By Mohammad Obaidullah Mirani
On the ninth of June, Federal Minister for Finance Senator Muhammad Aurangzeb will present the country’s annual report card, the Pakistan Economic Survey. The very next day, on June 10, thick volumes of the annual federal budget will be laid across the desks of the National Assembly. Television screens will fill with economic experts and government spokespersons dissecting numbers such as Gross Domestic Product growth rates and revenue collection targets. Yet behind these glossy PowerPoint presentations lies a bitter reality that neither the political leadership nor Islamabad’s bureaucrats appear willing to confront.
When I spoke with ordinary citizens, daily-wage labourers and middle-class mothers in Karachi regarding the upcoming fiscal announcements, the scenes were heartbreaking. Completely oblivious to macroeconomic terminology, an elderly taxpayer broke down in tears. In his trembling hands was an electricity bill that exceeded his entire monthly income. Weeping, he asked a question that no bureaucrat in Islamabad can answer: “Son, what is this budget and where does it go? We pay tax every single day on everything from a matchstick to fuel. Where is our hard-earned money being spent, if not on us? Whose elite privileges are being funded with our blood and sweat?”
This sharp public reaction from Karachi’s citizens is not merely an emotional grievance. It is a funeral elegy for Article 3 of the Constitution of Pakistan, which binds the state to eliminate all forms of economic exploitation. When the state squeezes the poor dry for tax revenues but fails to provide them with basic drinking water or affordable electricity, it commits the ultimate mockery of the constitution.
A comparison of the government’s budget data reveals another chapter of institutional apathy. Last year, the federal government allocated a meagre Rs8.30 billion for Karachi’s mega development projects. This year, after slight adjustments, the amount has been increased to Rs11.19 billion. Power circles in Islamabad and Sindh may celebrate this nominal rise of less than three billion rupees as a grand favour to Karachi, but for a city of more than 25 million people, the amount remains a cruel joke bordering on petty charity.

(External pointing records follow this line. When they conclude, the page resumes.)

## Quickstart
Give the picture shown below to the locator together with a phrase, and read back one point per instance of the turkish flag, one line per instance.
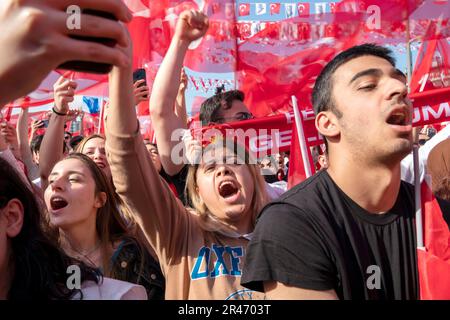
(303, 9)
(304, 31)
(245, 30)
(433, 260)
(275, 8)
(244, 9)
(215, 8)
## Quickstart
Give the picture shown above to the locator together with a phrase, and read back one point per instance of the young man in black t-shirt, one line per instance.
(347, 232)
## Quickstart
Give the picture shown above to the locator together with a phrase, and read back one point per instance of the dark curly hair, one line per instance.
(209, 107)
(39, 265)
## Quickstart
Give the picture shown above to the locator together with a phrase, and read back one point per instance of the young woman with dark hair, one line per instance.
(84, 211)
(31, 265)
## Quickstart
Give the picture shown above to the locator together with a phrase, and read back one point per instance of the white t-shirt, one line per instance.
(111, 289)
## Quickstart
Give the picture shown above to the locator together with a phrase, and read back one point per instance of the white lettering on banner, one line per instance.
(427, 113)
(73, 22)
(308, 115)
(374, 21)
(289, 117)
(284, 138)
(274, 142)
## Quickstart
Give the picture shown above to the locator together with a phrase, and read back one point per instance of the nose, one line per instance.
(57, 184)
(222, 170)
(97, 154)
(397, 89)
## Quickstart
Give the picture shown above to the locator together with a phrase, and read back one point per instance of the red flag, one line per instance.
(244, 9)
(434, 259)
(245, 30)
(215, 8)
(297, 172)
(303, 9)
(275, 8)
(333, 7)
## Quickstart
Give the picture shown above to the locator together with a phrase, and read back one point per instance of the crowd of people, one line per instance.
(136, 224)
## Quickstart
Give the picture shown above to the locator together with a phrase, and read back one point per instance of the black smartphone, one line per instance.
(87, 66)
(139, 74)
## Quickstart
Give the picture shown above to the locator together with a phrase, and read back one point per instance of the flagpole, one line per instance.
(301, 137)
(99, 129)
(417, 188)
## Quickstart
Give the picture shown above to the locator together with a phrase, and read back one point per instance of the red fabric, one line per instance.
(434, 261)
(303, 9)
(275, 8)
(244, 9)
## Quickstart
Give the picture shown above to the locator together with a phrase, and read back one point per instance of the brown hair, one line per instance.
(438, 166)
(126, 213)
(208, 221)
(83, 142)
(109, 224)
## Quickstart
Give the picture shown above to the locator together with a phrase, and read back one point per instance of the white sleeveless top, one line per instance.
(111, 289)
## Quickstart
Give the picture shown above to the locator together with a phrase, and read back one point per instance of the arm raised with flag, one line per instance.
(191, 26)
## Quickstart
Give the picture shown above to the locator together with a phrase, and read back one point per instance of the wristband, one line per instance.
(58, 113)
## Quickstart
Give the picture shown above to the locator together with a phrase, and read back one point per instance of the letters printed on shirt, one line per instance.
(226, 262)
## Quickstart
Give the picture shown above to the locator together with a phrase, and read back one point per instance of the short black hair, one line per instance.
(322, 99)
(35, 144)
(209, 108)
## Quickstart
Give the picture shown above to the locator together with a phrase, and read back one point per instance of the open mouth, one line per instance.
(227, 189)
(57, 203)
(399, 117)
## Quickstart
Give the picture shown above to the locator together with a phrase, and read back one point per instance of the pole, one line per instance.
(417, 196)
(301, 137)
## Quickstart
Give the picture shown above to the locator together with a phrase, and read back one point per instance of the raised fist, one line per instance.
(191, 25)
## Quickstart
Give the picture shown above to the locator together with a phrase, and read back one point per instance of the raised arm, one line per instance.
(190, 26)
(51, 150)
(35, 39)
(180, 103)
(24, 146)
(159, 213)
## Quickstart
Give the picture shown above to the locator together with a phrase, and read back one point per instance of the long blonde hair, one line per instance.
(208, 221)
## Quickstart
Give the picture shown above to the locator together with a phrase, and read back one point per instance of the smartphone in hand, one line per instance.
(44, 123)
(87, 66)
(140, 74)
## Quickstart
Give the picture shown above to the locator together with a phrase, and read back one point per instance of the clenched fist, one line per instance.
(191, 25)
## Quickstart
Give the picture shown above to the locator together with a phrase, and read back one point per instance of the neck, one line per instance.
(373, 187)
(243, 226)
(6, 276)
(79, 239)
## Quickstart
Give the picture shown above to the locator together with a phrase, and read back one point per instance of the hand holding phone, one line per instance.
(88, 66)
(141, 91)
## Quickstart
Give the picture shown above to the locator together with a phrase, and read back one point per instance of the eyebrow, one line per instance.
(368, 72)
(375, 72)
(70, 172)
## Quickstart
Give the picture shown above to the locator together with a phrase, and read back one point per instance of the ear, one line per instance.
(327, 124)
(100, 199)
(13, 213)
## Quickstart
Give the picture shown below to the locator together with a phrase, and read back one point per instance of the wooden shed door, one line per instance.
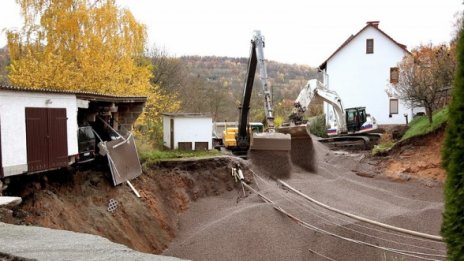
(46, 138)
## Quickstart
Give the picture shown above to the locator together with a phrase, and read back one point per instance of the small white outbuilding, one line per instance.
(187, 131)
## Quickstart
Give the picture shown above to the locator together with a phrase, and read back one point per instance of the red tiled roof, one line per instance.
(373, 24)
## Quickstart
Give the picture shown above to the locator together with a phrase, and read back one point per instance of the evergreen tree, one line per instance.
(453, 162)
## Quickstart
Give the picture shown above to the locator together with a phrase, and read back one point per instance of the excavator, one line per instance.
(269, 149)
(353, 124)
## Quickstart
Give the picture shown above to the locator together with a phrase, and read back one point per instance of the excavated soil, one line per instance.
(195, 209)
(418, 159)
(79, 201)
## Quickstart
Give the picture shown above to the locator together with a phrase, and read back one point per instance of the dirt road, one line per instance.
(232, 227)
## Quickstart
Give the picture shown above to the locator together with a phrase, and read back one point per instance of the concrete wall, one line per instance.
(361, 79)
(188, 129)
(13, 125)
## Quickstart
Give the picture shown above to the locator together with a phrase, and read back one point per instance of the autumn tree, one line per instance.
(90, 45)
(424, 75)
(168, 72)
(4, 62)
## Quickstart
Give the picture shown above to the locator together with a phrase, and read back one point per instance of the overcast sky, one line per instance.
(296, 31)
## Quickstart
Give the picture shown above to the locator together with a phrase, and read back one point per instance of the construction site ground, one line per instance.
(194, 209)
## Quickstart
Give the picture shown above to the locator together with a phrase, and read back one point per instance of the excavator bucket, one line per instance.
(302, 148)
(270, 153)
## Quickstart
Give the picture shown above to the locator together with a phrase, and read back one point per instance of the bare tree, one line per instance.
(424, 75)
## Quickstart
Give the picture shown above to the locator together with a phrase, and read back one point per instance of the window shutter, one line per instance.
(393, 106)
(394, 75)
(369, 46)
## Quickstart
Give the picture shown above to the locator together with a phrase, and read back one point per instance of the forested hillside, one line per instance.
(215, 85)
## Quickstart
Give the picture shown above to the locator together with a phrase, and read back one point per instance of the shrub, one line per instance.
(453, 155)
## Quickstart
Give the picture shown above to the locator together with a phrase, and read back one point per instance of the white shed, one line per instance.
(37, 130)
(187, 131)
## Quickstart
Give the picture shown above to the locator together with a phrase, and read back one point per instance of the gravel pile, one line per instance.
(234, 227)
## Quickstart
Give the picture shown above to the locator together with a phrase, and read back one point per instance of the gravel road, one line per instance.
(37, 243)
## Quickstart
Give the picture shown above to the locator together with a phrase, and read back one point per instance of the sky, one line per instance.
(296, 31)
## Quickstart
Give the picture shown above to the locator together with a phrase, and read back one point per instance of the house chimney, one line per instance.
(374, 23)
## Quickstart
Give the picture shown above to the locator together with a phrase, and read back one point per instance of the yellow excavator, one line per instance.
(269, 149)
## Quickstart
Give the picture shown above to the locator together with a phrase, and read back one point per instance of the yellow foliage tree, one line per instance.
(79, 45)
(89, 45)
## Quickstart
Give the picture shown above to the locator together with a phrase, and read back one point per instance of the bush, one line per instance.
(453, 155)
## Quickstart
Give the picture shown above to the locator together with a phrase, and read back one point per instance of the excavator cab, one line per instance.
(355, 118)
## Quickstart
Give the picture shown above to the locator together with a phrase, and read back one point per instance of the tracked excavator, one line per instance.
(269, 149)
(353, 124)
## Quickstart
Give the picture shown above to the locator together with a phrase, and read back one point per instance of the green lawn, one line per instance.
(420, 126)
(417, 127)
(157, 155)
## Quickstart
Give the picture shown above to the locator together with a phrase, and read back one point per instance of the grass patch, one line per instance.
(417, 127)
(158, 155)
(420, 125)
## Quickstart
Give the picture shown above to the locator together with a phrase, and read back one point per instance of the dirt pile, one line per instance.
(417, 159)
(228, 227)
(79, 201)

According to official papers, these funds are earmarked for 11 mega projects, including the construction of the Power House Chorangi Flyover in North Karachi and the 4-K Chorangi Flyover in Surjani Town, alongside the rehabilitation of eight critical roads, including Haji Ibrahim Isa Road, Korangi Link Road and Baldia Stadium Road. While this list may appear alluring on paper, it raises a larger systemic and political question.
Karachi’s citizens are no longer fooled by these paper lollipops. The public demands to know why the Muttahida Qaumi Movement, which enjoyed decades of power and representation on the back of this city, failed to look back at it. Why does this economic hub resemble ruins today despite its prolonged political dominance? On the other hand, the Pakistan Peoples Party has ruled the province for consecutive terms, yet whenever development was delivered, it catered not to the common man but to preferred elite circles and feudal interests.

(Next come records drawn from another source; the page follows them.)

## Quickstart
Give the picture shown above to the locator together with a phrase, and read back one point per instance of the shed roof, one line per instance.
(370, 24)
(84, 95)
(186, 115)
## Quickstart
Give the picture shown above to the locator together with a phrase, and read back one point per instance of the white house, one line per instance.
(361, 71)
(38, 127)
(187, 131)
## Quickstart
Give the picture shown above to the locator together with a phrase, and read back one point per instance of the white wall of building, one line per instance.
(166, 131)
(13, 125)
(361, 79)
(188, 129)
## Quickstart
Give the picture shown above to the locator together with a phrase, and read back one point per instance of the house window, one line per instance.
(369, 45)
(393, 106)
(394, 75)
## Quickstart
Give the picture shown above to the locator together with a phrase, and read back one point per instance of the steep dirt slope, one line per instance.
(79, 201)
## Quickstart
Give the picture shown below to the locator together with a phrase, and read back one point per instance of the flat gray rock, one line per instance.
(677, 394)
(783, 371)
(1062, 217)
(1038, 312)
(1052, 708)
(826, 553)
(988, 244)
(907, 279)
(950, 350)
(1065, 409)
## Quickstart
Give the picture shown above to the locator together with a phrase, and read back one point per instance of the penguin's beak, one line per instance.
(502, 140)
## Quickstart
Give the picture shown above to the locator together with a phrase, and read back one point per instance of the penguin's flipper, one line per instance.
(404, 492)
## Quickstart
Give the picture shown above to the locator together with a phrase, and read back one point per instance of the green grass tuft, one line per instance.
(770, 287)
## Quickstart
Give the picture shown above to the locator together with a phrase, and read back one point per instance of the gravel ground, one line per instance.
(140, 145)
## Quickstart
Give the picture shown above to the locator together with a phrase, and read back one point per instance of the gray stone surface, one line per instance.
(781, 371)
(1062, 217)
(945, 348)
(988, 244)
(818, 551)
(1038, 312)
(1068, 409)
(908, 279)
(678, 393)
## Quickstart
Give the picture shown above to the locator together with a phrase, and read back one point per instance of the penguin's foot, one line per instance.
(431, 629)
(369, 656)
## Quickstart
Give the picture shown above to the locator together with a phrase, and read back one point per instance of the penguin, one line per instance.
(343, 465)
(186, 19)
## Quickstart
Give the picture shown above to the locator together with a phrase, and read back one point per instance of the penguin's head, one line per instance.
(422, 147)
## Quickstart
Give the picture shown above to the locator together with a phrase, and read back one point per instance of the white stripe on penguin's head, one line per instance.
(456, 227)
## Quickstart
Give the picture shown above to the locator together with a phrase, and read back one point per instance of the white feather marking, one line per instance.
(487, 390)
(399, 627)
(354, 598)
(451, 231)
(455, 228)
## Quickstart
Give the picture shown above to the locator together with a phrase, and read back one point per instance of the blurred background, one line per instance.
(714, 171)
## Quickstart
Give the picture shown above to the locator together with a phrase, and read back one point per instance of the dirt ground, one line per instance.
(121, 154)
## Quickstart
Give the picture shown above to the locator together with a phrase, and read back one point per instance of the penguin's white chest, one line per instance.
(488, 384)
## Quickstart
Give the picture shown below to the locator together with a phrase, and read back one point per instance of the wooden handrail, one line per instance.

Why do these political actors, who sweep the largest share of revenue and votes from Karachi, turn deaf and mute to the city’s rights the moment they step into the corridors of power in Islamabad and Sindh? The unspoken truth is that a Karachiite does not merely pay taxes on utility bills and fuel; they also pay an exorbitant secondary premium to private tanker mafias for basic water because of administrative failure.

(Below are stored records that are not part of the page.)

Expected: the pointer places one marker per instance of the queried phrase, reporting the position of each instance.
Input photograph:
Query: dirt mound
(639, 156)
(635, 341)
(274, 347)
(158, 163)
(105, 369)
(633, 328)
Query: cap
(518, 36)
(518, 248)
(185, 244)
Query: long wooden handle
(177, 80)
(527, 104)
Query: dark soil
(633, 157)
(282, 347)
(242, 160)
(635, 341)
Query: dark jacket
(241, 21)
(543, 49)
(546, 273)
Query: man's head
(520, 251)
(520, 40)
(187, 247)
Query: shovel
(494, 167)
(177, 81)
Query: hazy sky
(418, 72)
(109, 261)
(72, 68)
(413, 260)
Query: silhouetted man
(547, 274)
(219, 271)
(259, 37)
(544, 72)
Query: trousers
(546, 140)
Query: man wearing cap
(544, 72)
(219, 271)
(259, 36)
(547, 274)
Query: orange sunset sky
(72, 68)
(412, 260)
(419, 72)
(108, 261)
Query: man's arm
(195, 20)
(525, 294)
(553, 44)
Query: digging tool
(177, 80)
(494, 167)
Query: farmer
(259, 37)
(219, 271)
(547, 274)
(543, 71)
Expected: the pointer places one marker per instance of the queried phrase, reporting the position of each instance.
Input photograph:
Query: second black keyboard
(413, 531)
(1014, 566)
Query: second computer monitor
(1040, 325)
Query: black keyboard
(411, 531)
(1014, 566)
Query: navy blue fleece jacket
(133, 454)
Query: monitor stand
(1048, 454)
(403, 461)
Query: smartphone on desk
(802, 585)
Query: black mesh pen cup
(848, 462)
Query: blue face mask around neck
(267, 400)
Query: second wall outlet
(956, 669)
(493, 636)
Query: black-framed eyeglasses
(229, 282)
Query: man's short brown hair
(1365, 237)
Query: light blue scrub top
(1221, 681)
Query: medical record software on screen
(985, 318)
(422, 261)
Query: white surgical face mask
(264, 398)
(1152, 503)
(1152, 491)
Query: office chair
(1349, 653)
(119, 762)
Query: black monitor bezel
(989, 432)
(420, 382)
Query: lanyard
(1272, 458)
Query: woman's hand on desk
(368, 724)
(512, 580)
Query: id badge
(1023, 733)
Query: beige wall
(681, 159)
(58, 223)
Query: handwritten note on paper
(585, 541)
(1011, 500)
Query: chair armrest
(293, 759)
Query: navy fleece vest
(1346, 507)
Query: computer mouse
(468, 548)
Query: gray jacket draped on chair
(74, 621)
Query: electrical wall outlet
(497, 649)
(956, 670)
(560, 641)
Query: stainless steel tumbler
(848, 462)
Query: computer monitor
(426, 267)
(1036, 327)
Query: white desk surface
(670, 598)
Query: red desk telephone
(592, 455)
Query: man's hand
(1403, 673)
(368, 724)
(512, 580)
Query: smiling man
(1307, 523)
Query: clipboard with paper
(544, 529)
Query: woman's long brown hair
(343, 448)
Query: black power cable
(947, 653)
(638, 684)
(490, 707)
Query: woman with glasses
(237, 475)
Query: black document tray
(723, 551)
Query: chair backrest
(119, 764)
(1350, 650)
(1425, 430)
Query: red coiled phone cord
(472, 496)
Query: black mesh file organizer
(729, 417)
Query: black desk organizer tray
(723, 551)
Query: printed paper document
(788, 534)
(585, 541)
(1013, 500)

While the city requires 1.2 billion gallons of water daily, it is officially supplied with only 650 million gallons. To quench this thirst, the vital K-IV water project, conceived in 2002 at an initial cost of Rs25 billion, has ballooned to more than Rs224 billion because of state incompetence, pushing its December 2026 deadline further towards 2029.
Meanwhile, middle-class youth continue to pay an undocumented street tax to armed robbers every single day. Official data from the Citizens-Police Liaison Committee reveals that, in just one month, more than 3,500 motorcycles, 150 vehicles and 1,400 mobile phones were snatched at gunpoint, with resistance often costing young men their lives.
This is not merely the failure of an economic survey. It is the economic strangulation of a city. The political actors who constantly boast about the 18th Constitutional Amendment and the National Finance Commission Award must answer why funds released in Karachi’s name never trickle down to the municipal level or the streets of the poor. Whether it is the Rs8 billion of last year or the Rs11.19 billion of this year, the amount is not a healing balm on Karachi’s wounds; it is an insult.